Murder Bites the Bullet: A Gertie Johnson Murder Mystery

About Murder Bites the Bullet-
Sixty-six year old Gertie Johnson and cohorts Cora Mae and Kitty have a knack for stirring up trouble in what was once a quiet backwoods community in the heart of the Michigan Upper Peninsula. When Finnish resident Harry Aho (sometimes pronounced A-hoe) takes a bullet at his kitchen table, Gertie suspects it has something to do with the public shooting range he set up right on the property line next to a Swede. The Trouble Busters bring out the big guns to crack this one, including deer cameras, a riot gun, and faithful Fred, the semi-retired police dog.

What The Critics Are Saying


"Laugh-out-loud funny."


"For fans of Janet Evanovich, imagine Granma Mazur with orange hair and a shotgun."
Green Bay Press Gazette


"A hoot with a heart."
Cozy Library


"A wonderful story of the love of family and friends.”
Mysterious Review


"One of the most memorable heroines in recent crime fiction."
Lansing State Journal




Look for a list of other books by Deb Baker at the end of Murder Bites the Bullet.




A Gertie Johnson Murder Mystery)




Deb Baker




Word For The Day

FUDGE (fuj)

A soft rich candy found on Mackinac Island;

To fabricate;

A substitute for an obscene word.


Ever since my friend Kitty almost got shot to pieces, I’ve been determined to change my ways. It’s one thing to rush into a dangerous situation and accept the consequences for myself. It’s quite another when someone else is hurt because of my actions. So I promised myself from now on I would stay out of trouble, work my cases with my brains instead of risking my skin. Or anybody else’s.
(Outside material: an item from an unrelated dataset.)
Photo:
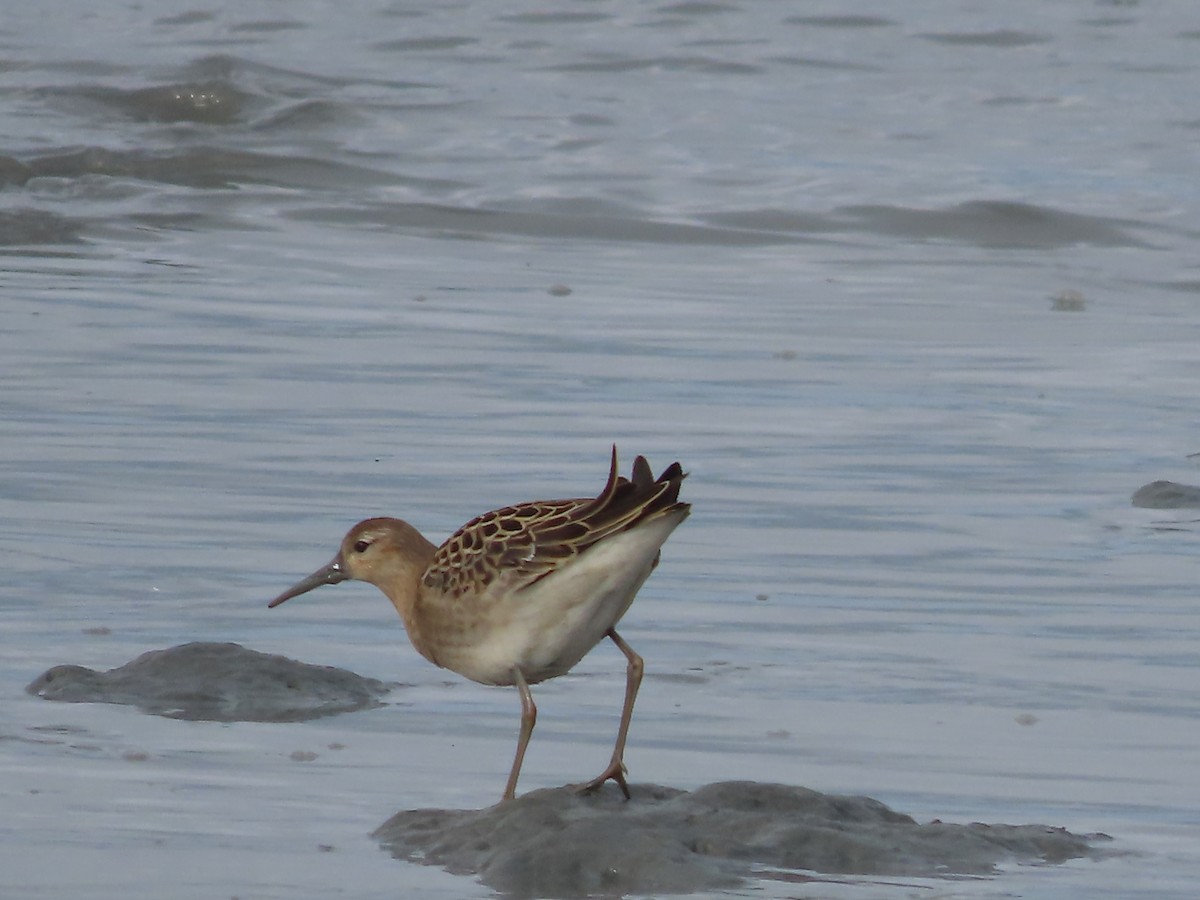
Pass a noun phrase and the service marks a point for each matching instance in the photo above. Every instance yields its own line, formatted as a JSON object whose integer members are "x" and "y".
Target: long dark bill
{"x": 331, "y": 574}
I really had the best intentions.

So when Harry Aho (depending on who you’re talking to, pronunciation of Aho is either ah-hoe or ay-hoe) and Chet Hanson started feuding over Harry’s big idea to open a rifle range on his property right where it butted up to one side of Chet’s property line, I said to myself, “Gertie Johnson, you and your Trouble Buster Investigation Company are going to sit on the fence through this one.”

I had meant to
sit on the fence
figuratively, not literally, but here I was, hooked to Harry Aho’s barbed wire fence, with guns going off all around me and bullets whizzing by. Bales of hay were the only thing that stood between me and the shooting range, which explained why the riflemen couldn’t see me. Unfortunately, those bales didn’t slow down the bullets one speck. And the more I fought the barbs, the tighter they gripped the strands of hair on the side of my head. Ouch, I was stuck!

So much for staying out of the line of fire. But I didn’t have a choice after Chet Hanson showed up at my house and hired the Trouble Busters to dig up dirt on Harry Aho. He needed something damaging to hold over Harry’s head, something that would force him to shut down the range. Chet Hanson had actually put down a nice-sized deposit. Real, honest-to-goodness cash this time, not like the usual--a freezer full of chickens. Or free manicures.

So that’s what I was trying to do, get on the property for an initial investigation.

Here in the Michigan Upper Peninsula, where the Finns and Swedes blazed their way through the wilderness, nationality means a lot. Usually the two sides coexist just fine, although the Finns think the Swedes are drunks. And the Swedes complain that the Finns have superiority complexes, thinking they’re better than everybody else, when they put on their pants one leg at a time just like the rest of us.

Things go along fine for a while, then something like this issue comes along and triggers a feud. In my opinion, Harry Aho (a Finn) shouldn’t have turned part of his land into a rifle range without talking it over with his neighbor first. Not that Chet Hanson (a Swede) would have agreed anyway, but still...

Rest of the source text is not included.